P2P Group Launches Child Porn-Fighting Web Site

While they plan to launch a new software package to help parents keep their children from downloading copyrighted materials on peer-to-peer programs, the Distributed Computing Industry Association has already launched an online resource to educate P2Pers and their parents about guarding against child porn being passed over P2P networks.

"Child pornography needs to be addressed by initiatives like P2P PATROL (Peer-to-Peer Parents And Teens React On Line), that provide enforcement, deterrence, and education programs developed to respond to unique requirements of the P2P environment," DCIA chief executive Marty Lafferty said announcing the P2P PATROL launch.

"The newly launched P2P PATROL Web site, for example, promises to provide P2P users with the tools they need to recognize, remove, and report criminally obscene content inadvertently encountered online," he said.

The site provides information to help users distinguish child porn from child erotica; the latter, according to Lafferty, being offensive but not necessarily illegal, and an advisory on reporting child porn over P2P to the National Center for Missing and Exploited Children.

"The DCIA represents content, software, and service companies (three groups), that we believe are necessary for commercial development of this still young industry," Lafferty said. "While (we have) grown from two to more than thirty members with balanced representation from these primary areas, we still have a long way to go to fully realize the potential of this promising and exciting new business opportunity."

That may also be part of the impetus behind Blockster, a new program from DCIA member SMARTguard Software, which will aim at monitoring P2P program use to restrict or block downloading of copyrighted materials illegally and block kids from downloading porn through P2P networks.
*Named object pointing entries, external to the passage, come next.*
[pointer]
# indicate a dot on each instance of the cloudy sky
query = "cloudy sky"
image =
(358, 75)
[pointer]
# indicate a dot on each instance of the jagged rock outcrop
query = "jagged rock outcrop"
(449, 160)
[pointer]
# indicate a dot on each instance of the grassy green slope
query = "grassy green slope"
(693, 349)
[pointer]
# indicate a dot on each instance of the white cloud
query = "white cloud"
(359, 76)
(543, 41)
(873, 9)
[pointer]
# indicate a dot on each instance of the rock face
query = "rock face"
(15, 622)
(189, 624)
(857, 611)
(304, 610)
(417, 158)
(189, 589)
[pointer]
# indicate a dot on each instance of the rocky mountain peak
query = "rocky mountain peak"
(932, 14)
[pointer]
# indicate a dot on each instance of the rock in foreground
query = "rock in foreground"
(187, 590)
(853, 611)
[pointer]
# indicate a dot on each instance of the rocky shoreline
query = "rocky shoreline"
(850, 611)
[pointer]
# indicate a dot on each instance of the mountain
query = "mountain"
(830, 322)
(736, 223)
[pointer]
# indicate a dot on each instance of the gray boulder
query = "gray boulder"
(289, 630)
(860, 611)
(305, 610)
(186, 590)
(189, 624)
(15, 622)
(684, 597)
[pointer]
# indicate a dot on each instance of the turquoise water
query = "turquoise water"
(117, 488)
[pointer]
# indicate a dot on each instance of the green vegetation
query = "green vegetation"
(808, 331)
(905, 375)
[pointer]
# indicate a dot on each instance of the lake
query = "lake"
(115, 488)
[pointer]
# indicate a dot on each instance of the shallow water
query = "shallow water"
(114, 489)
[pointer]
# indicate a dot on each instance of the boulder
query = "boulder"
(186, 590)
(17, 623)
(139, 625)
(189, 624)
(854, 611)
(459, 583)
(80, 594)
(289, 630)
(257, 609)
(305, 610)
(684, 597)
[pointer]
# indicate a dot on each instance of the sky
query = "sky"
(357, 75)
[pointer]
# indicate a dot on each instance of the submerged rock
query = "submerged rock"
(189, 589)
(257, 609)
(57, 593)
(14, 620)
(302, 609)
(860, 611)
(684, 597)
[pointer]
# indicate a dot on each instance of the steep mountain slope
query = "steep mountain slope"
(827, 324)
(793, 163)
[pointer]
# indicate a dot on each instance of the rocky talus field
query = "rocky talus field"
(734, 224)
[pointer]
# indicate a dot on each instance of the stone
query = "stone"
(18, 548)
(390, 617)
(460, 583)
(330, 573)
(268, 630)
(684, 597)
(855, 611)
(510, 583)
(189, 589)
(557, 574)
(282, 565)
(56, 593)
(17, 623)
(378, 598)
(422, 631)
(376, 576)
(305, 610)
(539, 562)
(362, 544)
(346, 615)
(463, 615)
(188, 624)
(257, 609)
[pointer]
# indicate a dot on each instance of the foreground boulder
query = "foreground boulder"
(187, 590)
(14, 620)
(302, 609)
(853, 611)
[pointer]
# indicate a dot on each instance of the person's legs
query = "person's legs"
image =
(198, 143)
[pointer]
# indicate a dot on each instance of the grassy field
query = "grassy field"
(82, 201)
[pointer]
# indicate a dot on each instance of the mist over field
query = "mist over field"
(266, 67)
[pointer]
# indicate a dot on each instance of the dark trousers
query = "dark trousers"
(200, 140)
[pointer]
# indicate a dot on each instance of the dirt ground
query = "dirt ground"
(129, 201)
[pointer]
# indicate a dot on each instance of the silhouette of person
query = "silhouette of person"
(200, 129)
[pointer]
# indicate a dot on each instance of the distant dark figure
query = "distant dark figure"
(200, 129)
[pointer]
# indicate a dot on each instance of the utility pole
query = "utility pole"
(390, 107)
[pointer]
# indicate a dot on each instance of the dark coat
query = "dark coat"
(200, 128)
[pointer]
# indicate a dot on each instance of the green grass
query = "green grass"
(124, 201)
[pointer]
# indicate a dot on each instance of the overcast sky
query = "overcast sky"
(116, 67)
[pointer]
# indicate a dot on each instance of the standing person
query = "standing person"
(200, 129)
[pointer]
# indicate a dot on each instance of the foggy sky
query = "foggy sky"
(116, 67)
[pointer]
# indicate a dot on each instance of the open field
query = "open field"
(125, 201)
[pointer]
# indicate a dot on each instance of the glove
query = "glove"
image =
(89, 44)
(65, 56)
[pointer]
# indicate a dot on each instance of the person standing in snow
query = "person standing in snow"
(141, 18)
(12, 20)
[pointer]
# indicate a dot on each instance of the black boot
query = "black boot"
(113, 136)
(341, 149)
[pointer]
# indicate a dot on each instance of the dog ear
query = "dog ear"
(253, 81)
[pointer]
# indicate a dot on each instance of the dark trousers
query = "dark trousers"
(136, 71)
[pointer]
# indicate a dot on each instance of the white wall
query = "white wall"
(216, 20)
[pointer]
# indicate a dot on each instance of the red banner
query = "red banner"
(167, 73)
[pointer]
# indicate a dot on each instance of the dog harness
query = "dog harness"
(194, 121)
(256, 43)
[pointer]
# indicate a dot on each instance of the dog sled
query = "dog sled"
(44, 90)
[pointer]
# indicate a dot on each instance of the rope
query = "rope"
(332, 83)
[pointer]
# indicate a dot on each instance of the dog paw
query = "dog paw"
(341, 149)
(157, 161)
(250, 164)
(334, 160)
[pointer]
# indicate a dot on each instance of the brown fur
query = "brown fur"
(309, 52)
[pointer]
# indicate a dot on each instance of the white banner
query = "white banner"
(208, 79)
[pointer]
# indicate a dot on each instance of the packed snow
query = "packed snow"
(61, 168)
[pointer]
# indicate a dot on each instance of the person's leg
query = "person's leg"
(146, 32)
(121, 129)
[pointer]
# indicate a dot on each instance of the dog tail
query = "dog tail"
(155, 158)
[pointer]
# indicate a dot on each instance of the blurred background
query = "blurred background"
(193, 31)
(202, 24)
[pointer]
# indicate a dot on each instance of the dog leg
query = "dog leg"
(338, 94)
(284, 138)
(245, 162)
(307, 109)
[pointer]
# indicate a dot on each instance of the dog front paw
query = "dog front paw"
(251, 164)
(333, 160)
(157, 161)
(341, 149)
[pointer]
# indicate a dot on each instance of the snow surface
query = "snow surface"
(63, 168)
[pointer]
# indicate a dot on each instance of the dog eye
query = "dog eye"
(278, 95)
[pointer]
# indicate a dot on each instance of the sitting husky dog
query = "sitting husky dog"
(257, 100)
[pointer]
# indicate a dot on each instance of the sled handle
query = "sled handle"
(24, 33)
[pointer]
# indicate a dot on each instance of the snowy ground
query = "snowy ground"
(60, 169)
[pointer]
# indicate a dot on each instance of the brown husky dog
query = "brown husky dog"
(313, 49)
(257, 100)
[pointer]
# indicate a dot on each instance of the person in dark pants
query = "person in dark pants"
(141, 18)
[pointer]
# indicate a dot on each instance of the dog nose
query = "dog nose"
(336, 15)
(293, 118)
SMARTguard was expected to demonstrate Blockster at this week's Federal Trade Commission public workshop on P2P.

"We are working with the entertainment industry, including record, movie, and software companies, to distribute our software to parents," said SMARTguard chief executive Tom Sperry, announcing Blockster. "It is important to both families and entertainment companies that P2P file sharing be used appropriately. A simple tool like Blockster that allows parents to set limits for their children will benefit everyone."

The DCIA also said they would introduce a new set of tools in February to help members – including Grokster, KaZaA parent Sharman Networks, and other P2P networks – link their programs to a DCIA hotline, CPHotline.org, through which P2P subscribers and members can send network location and other information from suspect images or videos to the DCIA, which would review the information and pass "actionable" leads to law enforcement.
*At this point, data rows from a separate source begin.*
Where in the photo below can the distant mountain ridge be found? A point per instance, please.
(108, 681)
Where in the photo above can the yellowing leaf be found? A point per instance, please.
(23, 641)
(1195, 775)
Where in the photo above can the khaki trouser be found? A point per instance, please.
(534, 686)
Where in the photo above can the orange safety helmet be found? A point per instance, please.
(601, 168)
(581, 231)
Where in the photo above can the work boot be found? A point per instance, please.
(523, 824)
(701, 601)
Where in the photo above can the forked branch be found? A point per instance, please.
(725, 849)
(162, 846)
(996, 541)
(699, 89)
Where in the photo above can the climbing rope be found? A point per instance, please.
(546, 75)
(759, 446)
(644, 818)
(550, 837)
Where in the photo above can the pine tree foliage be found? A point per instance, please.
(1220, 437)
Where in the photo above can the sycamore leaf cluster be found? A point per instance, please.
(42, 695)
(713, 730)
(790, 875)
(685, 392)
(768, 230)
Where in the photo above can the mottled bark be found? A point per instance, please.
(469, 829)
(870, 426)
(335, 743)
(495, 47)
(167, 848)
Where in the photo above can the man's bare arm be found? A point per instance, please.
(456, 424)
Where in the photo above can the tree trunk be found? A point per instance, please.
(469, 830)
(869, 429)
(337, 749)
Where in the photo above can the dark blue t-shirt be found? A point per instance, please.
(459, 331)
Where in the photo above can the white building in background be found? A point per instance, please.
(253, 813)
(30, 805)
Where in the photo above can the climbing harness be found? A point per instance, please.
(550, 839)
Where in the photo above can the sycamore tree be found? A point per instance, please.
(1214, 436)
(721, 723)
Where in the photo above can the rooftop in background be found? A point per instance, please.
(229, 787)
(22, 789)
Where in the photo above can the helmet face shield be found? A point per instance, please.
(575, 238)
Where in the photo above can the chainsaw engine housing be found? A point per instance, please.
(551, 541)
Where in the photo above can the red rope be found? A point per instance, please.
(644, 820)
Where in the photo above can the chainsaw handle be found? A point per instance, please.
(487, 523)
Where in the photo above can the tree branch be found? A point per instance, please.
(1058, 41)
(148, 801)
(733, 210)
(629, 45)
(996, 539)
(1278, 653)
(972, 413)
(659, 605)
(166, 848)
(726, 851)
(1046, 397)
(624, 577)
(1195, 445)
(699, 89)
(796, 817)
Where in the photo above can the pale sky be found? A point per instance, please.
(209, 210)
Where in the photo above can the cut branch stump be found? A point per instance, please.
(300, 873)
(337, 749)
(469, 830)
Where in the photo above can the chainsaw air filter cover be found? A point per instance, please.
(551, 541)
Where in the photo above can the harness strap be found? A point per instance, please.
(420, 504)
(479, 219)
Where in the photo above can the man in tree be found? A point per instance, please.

"What we don't want to do is create a lot of leads that are not actionable by law enforcement," Lafferty said, adding that the DCIA is working with the FBI's cybercrime unit and with state police Internet Crimes Against Children task force units on that project.
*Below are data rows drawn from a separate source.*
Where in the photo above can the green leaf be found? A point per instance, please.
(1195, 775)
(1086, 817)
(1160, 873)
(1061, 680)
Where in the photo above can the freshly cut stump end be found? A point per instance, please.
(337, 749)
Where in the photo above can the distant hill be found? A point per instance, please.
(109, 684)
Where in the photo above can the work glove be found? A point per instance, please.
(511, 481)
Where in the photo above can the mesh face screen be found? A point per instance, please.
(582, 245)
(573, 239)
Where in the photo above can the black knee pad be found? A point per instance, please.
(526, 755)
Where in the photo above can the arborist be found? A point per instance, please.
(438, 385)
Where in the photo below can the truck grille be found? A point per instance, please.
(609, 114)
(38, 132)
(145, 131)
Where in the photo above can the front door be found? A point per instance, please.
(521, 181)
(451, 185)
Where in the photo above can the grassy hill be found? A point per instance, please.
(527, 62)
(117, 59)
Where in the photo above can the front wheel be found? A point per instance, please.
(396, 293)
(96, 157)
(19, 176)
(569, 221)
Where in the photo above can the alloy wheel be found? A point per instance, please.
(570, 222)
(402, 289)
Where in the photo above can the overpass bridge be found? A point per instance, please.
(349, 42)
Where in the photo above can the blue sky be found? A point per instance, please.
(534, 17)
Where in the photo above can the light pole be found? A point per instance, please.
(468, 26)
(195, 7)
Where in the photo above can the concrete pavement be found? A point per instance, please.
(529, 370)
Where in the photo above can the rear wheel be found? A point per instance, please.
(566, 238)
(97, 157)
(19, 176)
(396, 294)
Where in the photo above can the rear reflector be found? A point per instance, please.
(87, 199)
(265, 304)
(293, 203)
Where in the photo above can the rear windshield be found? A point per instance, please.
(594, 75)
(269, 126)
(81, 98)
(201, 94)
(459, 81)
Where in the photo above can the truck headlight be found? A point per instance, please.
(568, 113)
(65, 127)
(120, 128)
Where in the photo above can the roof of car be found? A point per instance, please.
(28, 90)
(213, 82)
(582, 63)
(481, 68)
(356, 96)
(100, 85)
Although RazorPop and Intent MediaWorks are the only publicly-announced participants in the program so far, Lafferty said the DCIA expects almost all its members to join in over the next six months to a year, "once technical issues are worked out."

None of this means the DCIA believes P2P has become a wild hotbed of child porn, as some of its critics sometimes accuse it of being. Lafferty said less than 1.5 percent of child porn complaints the NCMEC gets come from material discovered on P2P programs. But Lafferty said the child porn issue itself is so serious that finding "even one instance" of child porn on a P2P network is intolerable.